The Ricci decision points to ongoing controversies about race.
Jul 13, 2009, Vol. 14, No. 40 • By TERRY EASTLAND
The city's attempt at a valid defense, as summarized by Kennedy, was its "good-faith belief that [it] would have violated the disparate-impact prohibition . . . had [it] certified" the test results. Here Kennedy noted that Congress in enacting the disparate impact prohibition in 1991 made no such "good-faith" exception to disparate treatment liability. "Allowing employers," he wrote, "to violate the disparate-treatment prohibition based on a mere good faith fear of disparate-impact liability would encourage race-based action at the slightest hint of disparate impact." Such a minimal standard, Kennedy said, could lead employers to throw out lawful and useful exams and hire and promote by the numbers, perhaps even with the intent of achieving racial balancing, which Title VII explicitly prohibits.
So it was that New Haven had no valid defense for its unlawful act of discrimination.
Yet this is not all there is to the Ricci decision. The Kennedy majority also undertook "to provide guidance to employers and courts for situations when [the] two prohibitions could be in conflict absent a rule to reconcile them."
Thus, the majority endorsed an approach taken from its constitutional cases--those saying that governments may remedy past racial discrimination by taking race-based actions but only when there is "a strong basis in evidence" that such actions are necessary. The majority also disagreed with New Haven's claim that even under "the strong basis in evidence test" its refusal to certify the results was allowed under Title VII: The city could point to the racially disparate numbers, but the tests themselves were job-related and consistent with business necessity, and the city didn't have an equally valid testing alternative that it had failed to adopt. Had the tests been otherwise, and such an alternative spurned, the city's belief that it would face a disparate impact lawsuit would have been valid and its discriminatory treatment of Frank Ricci and company excused.
Should there now be a push in Congress to overrule Ricci, it would doubtless seek to substitute a standard more easily met than the strong-basis-in-evidence test. It could be "good faith belief," which the Court rejected, or something seemingly more objective, like "good cause." But whatever it might be, it would likely tend to promote race-based action by employers--racial discrimination--if not at the slightest hint of disparate impact, then at a slight one nonetheless. De facto quotas--an explicit concern of the Ricci majority--would almost certainly enjoy protection.
In a brief concurring opinion, Justice Antonin Scalia made clear his own belief that the majority opinion was inadequate in its efforts to limit the racial discrimination that the disparate impact provision often produces. Ricci, he said, "merely postpones the evil day on which the Court will have to confront" a question it has never addressed--and which the mere raising of shocked Ginsburg--"Whether, or to what extent, are the disparate impact provisions of Title VII . . . consistent with the Constitution's guarantee of equal protection?" Here Scalia put his finger on another set of laws potentially in conflict, and one of more significance.

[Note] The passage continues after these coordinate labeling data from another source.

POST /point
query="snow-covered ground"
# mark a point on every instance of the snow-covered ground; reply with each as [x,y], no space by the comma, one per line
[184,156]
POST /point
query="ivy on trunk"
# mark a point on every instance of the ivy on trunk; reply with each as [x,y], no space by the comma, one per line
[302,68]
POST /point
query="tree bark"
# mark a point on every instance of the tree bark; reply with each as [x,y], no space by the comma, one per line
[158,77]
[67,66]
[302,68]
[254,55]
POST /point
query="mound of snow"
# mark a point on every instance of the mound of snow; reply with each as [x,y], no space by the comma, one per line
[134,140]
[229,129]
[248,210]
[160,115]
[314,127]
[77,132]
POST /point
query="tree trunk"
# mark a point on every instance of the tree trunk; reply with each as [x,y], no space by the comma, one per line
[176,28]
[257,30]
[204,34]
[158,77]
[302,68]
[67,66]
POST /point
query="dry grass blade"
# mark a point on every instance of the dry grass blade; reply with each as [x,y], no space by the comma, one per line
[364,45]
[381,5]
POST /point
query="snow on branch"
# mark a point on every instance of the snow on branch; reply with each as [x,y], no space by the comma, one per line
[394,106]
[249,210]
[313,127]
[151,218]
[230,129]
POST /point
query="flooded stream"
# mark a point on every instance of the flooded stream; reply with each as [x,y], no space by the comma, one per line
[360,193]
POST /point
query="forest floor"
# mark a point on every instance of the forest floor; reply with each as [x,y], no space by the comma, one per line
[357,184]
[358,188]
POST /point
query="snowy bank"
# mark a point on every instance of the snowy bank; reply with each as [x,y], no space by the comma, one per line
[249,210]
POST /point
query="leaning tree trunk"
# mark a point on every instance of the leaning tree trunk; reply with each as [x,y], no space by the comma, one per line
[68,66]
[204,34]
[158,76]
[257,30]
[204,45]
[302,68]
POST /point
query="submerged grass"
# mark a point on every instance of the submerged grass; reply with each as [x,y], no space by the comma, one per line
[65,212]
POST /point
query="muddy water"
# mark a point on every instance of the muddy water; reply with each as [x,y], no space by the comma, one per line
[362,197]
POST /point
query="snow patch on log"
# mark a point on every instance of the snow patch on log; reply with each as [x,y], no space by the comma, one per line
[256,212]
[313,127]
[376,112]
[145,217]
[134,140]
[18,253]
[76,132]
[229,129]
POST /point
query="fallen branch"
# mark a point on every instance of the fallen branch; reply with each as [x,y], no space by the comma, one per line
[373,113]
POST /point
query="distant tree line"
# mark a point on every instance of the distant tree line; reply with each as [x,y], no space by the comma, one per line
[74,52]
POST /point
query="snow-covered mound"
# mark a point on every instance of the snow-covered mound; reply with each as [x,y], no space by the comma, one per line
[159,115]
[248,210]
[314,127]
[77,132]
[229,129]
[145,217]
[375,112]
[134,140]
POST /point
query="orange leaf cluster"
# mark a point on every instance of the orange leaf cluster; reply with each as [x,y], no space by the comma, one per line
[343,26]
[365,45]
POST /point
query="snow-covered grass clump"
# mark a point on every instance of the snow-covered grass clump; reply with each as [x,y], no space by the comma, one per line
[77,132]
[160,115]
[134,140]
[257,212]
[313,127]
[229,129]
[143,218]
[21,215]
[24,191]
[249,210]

As Scalia explained, the disparate impact provisions of Title VII "place a racial thumb on the scales, often requiring employers to evaluate the racial outcomes of their policies and to make decisions based on (because of) those racial outcomes"--decisions that will be discriminatory. Yet the higher law of the Constitution, as interpreted by the Court, demands that government, including in what it requires by statute of both private and public employers, treat all citizens equally as individuals and not as mere components of racial groups. Nor does it excuse racial discrimination on grounds of an ostensibly "benign" motive.

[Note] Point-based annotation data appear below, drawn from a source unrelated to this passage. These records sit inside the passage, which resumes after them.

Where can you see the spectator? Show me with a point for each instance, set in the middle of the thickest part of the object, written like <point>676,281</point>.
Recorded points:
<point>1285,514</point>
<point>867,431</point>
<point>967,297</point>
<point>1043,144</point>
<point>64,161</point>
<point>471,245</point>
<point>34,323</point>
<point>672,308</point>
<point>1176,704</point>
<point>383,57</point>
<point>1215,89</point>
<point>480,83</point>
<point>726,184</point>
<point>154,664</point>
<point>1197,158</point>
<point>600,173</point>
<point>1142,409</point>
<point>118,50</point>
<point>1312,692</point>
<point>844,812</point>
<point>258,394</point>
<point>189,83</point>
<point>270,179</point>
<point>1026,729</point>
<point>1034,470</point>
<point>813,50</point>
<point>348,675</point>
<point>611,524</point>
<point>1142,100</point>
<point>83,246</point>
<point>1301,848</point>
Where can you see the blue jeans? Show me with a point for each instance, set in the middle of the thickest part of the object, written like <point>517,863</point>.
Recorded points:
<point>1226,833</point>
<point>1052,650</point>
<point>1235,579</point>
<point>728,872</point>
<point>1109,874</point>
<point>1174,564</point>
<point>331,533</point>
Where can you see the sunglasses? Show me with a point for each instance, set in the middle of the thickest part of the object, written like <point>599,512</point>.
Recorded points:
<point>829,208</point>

Where Ginsburg seems to anticipate a congressional overruling of Ricci, Scalia contemplates a case in which even the disparate impact law as interpreted by Ricci is subjected to constitutional review. A congressional response to Ricci that places a heavier "racial thumb on the scales" would only sharpen the conflict ("war" is Scalia's word) between disparate impact and equal protection, triggering litigation perhaps more quickly.
Not incidentally, and as a predictor of how Sotomayor might approach disparate impact cases in the future, she did not exactly demand much of New Haven. As Stuart Taylor of National Journal explained, the racially disparate exam results combined with the notion that minority firefighters might just file a disparate impact lawsuit were enough for her panel to rule in the city's favor. It didn't matter whether the exams were valid or the lawsuit could succeed.